We decided to create a game called Rally Navigator in which the player would

compete in races – not as a driver, but as a navigator. The player’s task would

be to provide the driver with information about the route and track elements like

curves and straights. To make the game more difficult (and the ASR system more

complex) we also decided to include speed control and gear switching. The aim

of the game is to win the rally. The more precise and well-timed the information

supplied by the player, the quicker the car reaches the finish line.

We wanted to make the ASR system an integral part of the game, not an addi-


tional or alternative way of controlling it.

The ASR system in the game is activated manually, by pressing the space bar.

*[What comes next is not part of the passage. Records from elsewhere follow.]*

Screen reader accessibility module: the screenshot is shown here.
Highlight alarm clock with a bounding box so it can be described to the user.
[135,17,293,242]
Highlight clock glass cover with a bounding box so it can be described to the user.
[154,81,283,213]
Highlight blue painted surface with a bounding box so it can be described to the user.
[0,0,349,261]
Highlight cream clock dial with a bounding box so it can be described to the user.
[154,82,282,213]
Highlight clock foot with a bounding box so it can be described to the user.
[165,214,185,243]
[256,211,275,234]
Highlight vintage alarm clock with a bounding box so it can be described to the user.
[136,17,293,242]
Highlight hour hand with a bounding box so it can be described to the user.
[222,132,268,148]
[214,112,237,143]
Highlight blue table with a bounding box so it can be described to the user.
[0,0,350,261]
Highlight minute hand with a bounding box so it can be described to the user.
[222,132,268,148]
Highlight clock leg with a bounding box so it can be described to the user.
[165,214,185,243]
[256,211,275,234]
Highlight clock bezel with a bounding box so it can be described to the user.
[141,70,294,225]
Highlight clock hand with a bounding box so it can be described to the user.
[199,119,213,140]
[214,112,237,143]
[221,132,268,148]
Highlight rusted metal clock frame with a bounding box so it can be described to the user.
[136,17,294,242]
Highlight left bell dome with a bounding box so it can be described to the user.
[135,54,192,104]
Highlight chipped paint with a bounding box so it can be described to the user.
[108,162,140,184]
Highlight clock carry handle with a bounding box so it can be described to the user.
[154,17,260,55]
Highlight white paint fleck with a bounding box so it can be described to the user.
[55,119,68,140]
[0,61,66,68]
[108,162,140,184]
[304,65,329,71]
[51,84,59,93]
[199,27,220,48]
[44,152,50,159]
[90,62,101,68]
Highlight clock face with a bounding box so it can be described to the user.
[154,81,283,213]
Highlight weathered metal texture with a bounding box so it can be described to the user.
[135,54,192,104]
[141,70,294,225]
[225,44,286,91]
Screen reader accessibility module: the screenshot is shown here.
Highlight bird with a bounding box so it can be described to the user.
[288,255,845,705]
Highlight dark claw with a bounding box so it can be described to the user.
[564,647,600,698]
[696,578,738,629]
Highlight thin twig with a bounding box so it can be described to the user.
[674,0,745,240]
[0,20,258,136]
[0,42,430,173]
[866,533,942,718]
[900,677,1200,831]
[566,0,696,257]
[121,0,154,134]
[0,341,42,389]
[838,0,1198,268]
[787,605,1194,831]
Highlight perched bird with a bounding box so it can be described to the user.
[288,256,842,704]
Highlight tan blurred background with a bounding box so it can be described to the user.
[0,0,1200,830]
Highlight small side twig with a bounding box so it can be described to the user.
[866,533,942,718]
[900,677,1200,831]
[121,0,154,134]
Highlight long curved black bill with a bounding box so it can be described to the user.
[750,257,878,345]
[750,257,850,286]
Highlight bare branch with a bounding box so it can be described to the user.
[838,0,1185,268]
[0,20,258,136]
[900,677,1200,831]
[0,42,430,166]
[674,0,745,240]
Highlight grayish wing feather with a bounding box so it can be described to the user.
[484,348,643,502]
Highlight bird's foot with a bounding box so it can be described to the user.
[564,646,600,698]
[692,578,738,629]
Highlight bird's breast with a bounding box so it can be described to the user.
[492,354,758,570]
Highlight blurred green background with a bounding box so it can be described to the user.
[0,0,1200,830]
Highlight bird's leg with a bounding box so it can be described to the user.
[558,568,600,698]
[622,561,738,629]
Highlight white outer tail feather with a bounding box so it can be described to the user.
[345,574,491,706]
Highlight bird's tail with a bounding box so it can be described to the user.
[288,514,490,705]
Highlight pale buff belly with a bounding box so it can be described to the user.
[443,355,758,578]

This both decreases the chance of recognizing background noise as a command and

simplifies the recognition process by determining command boundaries. Fig. 1 shows

the game prototype’s main window. In the upper left corner there are three lines of

text. The first line shows the car’s current position and speed, the second line shows

the sentence recognized by our ASR system while the third line show the command

that was issued based on the recognition. In this case the command was Accelerate

to 50 and the issued command was Set speed 50.

4.3. Developing the Acoustic Model

The following elements were required to train a new acoustic model:

• audio data with recorded speech;

• transcription of each audio file;

• dictionary with phonetic representations of all words appearing in the tran-

scriptions;

• list of phonemes (and sounds) appearing in the transcriptions.

For a simple command-and-control one-speaker system (the one we began from)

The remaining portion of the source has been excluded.